Pedulla Rapture J2000
Bass Guitar magazine
HIGH-END basses are objects of lust—eye-catchingly
beautiful instruments with the sort of exotic woods and gorgeous detailing usually found only in ultra-pricey guitars. Typical of the bourgeois breed are Pedulla's Rapture J2000
and Specter's Euro5. Both are top-end five-string basses that would make any player drool, yet each boasts a very distinctive look and sound.
PEDULLA RAPTURE J2000
As with its four-string predecessor, the Rapture J2, the five-string J2000 is intended
for those who like the growl and punch of a Fender Jazz bass. But to be honest, the J2000 is to a J-Bass what a Ford Shelby Cobra is to a stock Mustang. In other words, this is one serious hotrod.
Like the J2, the J2000 features a bolt-on, 22-fret bird's-eye maple neck and custom-designed Bartolini J-style pickups. The J2000 also retains its little brother's 19mm spacing at the bridge
, with the result that your fingers never feel crowded on the fretboard. At the same time, the 34-inch scale is extremely playable, and the handlathed neck is thin enough to ensure
that even those without Stanley Clarke-length digits may easily reach the low B string well past the octave marker.
But it's the guts of this bass that really make the difference.

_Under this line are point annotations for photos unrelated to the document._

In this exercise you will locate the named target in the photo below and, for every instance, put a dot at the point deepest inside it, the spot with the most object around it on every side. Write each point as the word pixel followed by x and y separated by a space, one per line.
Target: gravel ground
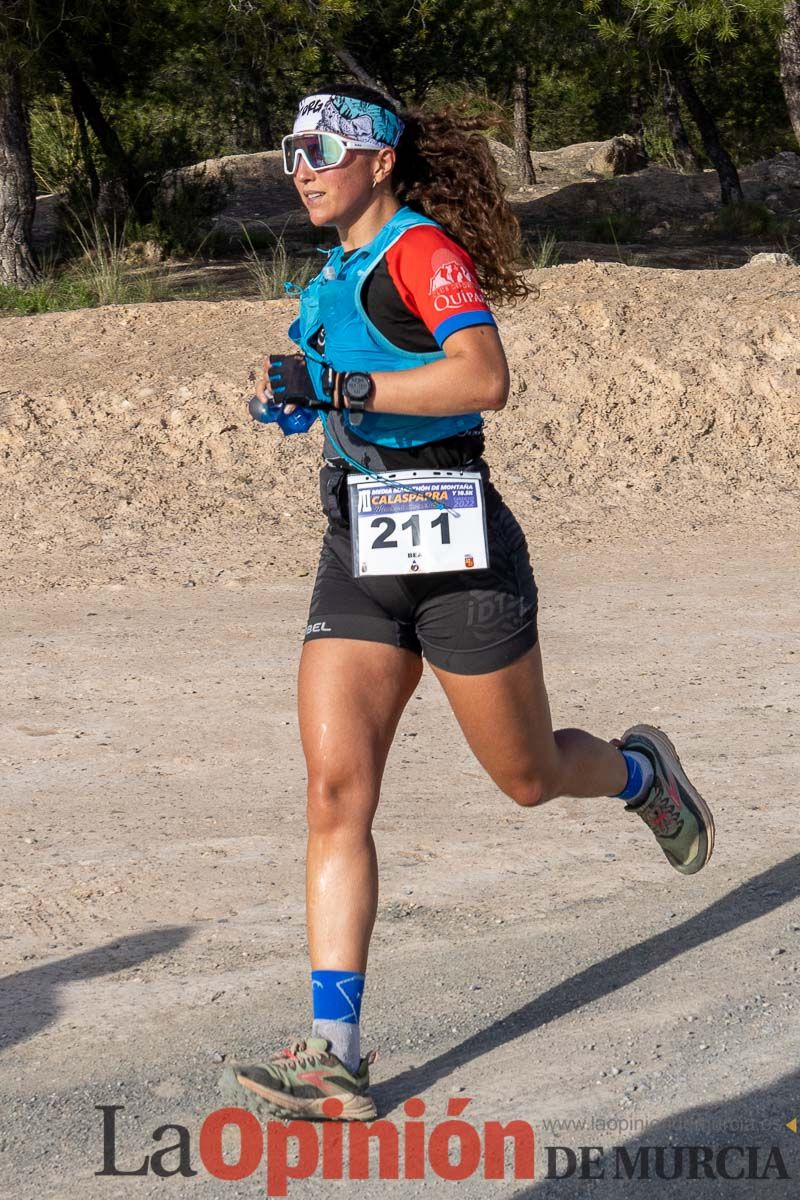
pixel 546 965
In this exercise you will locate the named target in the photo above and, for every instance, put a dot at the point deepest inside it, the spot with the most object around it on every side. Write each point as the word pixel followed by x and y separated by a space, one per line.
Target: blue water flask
pixel 290 423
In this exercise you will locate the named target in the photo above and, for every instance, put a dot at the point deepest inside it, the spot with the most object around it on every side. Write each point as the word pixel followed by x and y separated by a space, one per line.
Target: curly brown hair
pixel 446 171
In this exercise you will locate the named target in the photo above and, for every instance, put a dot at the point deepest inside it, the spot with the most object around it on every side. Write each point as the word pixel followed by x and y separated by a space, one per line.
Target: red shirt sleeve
pixel 435 280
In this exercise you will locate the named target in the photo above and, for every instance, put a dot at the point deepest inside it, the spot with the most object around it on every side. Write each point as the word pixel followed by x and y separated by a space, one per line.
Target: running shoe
pixel 673 809
pixel 296 1081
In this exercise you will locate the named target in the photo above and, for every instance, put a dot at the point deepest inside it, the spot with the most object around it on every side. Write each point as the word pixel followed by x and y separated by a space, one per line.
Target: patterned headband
pixel 371 125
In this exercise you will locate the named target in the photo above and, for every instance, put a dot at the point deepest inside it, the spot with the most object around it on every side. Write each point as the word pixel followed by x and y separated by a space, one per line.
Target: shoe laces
pixel 662 815
pixel 295 1054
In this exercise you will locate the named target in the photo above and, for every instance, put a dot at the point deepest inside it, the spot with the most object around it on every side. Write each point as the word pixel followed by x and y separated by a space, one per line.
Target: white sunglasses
pixel 319 151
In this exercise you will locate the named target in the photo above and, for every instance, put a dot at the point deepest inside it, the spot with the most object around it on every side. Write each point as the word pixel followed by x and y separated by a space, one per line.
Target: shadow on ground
pixel 29 1000
pixel 751 900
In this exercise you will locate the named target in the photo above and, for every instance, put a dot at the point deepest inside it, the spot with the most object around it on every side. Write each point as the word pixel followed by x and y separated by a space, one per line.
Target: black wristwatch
pixel 356 388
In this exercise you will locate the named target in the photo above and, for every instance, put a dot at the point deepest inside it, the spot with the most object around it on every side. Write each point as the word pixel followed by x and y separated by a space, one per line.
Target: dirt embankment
pixel 668 397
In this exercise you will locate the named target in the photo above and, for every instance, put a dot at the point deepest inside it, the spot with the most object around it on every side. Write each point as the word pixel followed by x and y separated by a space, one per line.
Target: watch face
pixel 358 385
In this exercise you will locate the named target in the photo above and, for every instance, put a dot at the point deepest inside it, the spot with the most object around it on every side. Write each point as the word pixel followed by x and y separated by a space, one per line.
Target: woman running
pixel 401 354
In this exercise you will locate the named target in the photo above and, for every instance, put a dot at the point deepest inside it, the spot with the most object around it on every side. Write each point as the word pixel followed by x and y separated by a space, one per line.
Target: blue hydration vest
pixel 332 300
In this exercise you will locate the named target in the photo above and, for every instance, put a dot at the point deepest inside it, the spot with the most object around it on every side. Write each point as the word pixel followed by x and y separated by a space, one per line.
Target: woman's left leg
pixel 505 717
pixel 506 720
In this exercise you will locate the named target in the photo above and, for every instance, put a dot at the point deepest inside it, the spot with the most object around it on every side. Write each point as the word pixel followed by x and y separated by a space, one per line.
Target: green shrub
pixel 543 252
pixel 276 268
pixel 612 227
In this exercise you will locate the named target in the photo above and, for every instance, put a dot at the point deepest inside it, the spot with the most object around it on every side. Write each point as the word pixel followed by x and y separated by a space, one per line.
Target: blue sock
pixel 639 777
pixel 336 1002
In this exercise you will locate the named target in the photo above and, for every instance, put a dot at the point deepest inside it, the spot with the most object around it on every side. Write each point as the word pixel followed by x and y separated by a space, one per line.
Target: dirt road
pixel 548 965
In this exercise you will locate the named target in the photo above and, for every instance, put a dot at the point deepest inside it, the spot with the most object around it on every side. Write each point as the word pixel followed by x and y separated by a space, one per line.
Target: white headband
pixel 358 120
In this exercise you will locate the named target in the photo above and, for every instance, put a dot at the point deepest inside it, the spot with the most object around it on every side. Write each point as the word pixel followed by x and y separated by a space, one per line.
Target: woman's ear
pixel 384 165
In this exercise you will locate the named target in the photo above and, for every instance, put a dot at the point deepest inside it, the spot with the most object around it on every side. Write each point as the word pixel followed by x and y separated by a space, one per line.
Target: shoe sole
pixel 693 799
pixel 264 1102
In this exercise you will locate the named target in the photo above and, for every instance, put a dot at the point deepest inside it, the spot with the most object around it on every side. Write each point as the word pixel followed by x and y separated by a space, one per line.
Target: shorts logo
pixel 452 283
pixel 319 627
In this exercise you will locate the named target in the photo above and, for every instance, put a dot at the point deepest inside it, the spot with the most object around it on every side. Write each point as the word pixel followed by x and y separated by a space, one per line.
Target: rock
pixel 771 259
pixel 618 156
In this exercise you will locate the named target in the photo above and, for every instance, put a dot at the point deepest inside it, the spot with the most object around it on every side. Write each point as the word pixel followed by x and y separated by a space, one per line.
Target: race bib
pixel 417 522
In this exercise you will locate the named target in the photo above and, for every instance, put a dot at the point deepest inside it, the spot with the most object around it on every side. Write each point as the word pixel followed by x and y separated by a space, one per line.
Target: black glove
pixel 290 382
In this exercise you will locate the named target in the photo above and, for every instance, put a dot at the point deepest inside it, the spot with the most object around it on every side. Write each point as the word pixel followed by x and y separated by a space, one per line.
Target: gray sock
pixel 344 1038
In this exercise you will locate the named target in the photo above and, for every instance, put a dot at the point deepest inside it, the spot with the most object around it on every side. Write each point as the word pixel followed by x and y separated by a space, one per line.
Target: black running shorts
pixel 464 622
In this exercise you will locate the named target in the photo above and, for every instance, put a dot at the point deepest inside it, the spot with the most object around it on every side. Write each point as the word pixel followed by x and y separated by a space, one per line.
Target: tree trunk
pixel 683 148
pixel 524 168
pixel 364 77
pixel 106 133
pixel 17 187
pixel 729 183
pixel 637 125
pixel 789 48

Pedulla tweaked the active circuitry to make the most of that low B. Between Pedulla's house-brand strings and a four-knob system that includes notched pan, bass and treble controls
(±15dBs on the bass and treble), the J2000 delivers low notes as crisp as a grand piano. Perhaps my only objection is that its bottom is so deep that when playing on a small stage, the audience may hear more of it than you will!
THE BOTTOM LINE
High-end basses aren't cheap, but in this case they deliver what they cost; it's up to you to decide if
your playing style and salary support the outlay. If you're looking for the ultimate in J-Bass tone and playability but have graduated to five-strings, then the Pedulla Rapture J2000 just may be the ax for you.